Two sites that are actively cataloging failed crypto projects, Coinopsy and DeadCoins, have found that over a 1,000 projects have failed so far in 2018. The projects range from true abandonware to outright scams, and include BRIG, a scam by two “brothers,” Jack and Jay Brig, and Titanium, a project that ended in an SEC investigation.

Obviously any new set of institutions must create their own sets of rules and that is exactly what is happening in the blockchain world. But when faced with the potential for massive token fundraising, bigger problems arise. While everyone expects startups to fail, the sheer amount of cash flooding these projects is a big problem. When a startup has too much fuel too quickly the resulting conflagration ends up consuming both the company and the founders, and there is little help for the investors.

These conflagrations happen everywhere and are a global phenomenon. Scam and dead ICOs raised $1 billion in 2017 with 297 questionable startups in the mix.

There are dubious organizations dedicated to “repairing” broken ICOs, including CoinJanitor from Cape Town, but the fly-by-night nature of many of these organizations does not bode well for the industry.

ICO-funded startups currently use multi-level marketing tactics to build their business. Instead they should take a page from the the Kickstarter  and Indiegogo framework. These crowd-funding platforms have made trust an art.
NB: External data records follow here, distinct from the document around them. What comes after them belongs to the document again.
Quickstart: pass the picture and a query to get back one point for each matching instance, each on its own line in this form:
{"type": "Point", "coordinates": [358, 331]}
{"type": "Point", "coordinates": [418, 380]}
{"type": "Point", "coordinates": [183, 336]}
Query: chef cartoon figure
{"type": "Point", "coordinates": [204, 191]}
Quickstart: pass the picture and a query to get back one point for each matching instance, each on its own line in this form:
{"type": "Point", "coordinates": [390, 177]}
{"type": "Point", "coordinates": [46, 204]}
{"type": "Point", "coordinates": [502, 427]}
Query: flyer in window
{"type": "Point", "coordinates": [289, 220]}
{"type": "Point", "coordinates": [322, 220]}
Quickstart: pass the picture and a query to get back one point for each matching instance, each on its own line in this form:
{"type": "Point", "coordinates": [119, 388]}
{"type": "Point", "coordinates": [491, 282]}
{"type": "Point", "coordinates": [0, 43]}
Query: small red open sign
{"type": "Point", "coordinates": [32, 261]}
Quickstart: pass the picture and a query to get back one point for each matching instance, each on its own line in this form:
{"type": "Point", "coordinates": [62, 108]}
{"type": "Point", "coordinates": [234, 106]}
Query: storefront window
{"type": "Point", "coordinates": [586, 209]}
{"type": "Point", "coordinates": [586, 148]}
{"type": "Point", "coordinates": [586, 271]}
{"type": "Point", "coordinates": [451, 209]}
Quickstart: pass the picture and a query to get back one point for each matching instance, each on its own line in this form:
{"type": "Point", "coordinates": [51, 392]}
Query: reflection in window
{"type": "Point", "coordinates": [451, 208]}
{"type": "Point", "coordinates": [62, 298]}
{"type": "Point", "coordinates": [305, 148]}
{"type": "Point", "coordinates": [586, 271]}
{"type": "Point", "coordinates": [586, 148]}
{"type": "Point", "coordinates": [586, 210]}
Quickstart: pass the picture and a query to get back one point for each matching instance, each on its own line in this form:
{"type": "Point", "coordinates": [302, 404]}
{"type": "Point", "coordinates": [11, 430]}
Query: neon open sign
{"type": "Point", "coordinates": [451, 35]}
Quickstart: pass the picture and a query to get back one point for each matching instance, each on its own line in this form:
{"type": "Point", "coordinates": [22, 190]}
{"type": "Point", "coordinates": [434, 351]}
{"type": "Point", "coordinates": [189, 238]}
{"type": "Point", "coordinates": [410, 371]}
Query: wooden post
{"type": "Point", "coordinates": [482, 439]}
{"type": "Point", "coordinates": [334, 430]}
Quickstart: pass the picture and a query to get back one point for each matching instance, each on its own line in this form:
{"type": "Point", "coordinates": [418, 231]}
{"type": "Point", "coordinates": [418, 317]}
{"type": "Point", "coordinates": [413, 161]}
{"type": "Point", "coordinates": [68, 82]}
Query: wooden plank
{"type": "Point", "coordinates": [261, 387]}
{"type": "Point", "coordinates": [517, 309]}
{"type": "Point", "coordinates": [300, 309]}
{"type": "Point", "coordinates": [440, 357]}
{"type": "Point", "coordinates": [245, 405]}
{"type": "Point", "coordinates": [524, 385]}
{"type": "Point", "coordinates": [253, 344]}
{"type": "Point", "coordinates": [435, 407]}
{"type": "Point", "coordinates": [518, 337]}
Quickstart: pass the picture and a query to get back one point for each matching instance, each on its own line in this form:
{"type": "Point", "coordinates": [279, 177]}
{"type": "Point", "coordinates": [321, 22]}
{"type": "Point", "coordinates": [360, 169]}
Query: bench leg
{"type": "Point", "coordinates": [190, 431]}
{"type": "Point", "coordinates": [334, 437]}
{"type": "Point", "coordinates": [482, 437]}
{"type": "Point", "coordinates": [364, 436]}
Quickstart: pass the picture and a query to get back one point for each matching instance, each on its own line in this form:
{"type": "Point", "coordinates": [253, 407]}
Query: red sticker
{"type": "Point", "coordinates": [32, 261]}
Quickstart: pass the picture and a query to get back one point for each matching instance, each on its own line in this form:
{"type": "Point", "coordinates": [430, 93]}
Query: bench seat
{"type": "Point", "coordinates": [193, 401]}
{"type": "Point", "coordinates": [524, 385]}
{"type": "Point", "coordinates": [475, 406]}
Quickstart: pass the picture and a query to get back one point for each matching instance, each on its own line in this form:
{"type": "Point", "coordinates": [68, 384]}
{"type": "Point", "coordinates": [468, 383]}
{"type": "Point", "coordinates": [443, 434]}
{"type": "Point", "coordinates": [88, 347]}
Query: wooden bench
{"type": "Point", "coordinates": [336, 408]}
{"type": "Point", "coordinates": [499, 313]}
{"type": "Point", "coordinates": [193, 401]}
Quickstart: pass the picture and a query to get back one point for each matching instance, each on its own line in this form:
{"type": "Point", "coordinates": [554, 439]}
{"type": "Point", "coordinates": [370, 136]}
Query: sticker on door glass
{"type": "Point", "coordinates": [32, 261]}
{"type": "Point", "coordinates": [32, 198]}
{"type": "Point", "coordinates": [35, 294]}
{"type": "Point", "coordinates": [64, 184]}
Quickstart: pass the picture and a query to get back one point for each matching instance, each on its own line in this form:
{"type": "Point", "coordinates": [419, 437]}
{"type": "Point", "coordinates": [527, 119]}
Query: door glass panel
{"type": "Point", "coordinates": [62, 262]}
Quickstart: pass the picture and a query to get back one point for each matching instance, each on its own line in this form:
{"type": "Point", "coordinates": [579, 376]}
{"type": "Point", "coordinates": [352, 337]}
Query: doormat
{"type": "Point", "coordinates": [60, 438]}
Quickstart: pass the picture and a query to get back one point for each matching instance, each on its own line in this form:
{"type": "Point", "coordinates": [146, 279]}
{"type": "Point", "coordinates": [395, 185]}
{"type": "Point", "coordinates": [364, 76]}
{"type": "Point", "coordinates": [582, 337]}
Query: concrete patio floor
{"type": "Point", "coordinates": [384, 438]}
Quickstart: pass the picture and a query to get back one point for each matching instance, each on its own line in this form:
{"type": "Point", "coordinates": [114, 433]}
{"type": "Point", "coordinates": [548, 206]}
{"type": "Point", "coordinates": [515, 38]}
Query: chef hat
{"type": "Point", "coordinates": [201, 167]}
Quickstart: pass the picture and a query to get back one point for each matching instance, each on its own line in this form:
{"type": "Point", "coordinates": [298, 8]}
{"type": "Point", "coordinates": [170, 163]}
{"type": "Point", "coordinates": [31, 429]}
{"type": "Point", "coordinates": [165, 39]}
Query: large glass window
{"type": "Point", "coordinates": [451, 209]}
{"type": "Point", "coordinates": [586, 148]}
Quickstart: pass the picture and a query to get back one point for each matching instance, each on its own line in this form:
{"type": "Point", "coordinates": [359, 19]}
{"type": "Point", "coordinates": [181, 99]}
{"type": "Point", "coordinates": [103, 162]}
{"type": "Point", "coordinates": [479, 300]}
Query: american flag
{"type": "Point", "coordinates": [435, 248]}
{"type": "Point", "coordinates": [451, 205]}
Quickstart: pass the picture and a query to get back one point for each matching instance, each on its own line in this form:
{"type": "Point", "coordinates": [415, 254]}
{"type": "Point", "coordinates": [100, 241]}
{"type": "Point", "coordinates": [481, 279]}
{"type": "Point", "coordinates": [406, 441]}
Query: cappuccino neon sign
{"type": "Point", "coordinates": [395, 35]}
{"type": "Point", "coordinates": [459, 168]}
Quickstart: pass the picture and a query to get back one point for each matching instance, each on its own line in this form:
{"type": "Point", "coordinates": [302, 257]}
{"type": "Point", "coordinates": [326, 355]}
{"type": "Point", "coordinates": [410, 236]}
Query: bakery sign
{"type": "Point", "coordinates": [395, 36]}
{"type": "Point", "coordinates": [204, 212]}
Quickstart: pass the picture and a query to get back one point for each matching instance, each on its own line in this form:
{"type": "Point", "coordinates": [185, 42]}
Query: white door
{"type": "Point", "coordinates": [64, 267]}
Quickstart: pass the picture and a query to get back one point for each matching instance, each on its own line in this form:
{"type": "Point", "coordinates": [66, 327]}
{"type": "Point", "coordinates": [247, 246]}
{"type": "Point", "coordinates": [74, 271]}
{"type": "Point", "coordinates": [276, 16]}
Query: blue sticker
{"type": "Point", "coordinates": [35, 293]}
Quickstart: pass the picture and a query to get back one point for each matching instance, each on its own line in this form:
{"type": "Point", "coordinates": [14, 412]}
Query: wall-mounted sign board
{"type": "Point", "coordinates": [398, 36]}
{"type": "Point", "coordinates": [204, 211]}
By creating collateral that defines the team, the project, the risks and the future of the idea, you can easily build businesses even without much funding. Unfortunately, the lock-ups and pricing scams the current ICO market uses to incite greed rather than rational thinking are hurting the industry more than helping.

The bottom line? Invest only what you can afford to lose and expect any token you invest in to fail. Ultimately, the best you can hope for is to be pleasantly surprised when it doesn’t. Otherwise, you’re in for a world of disappointment.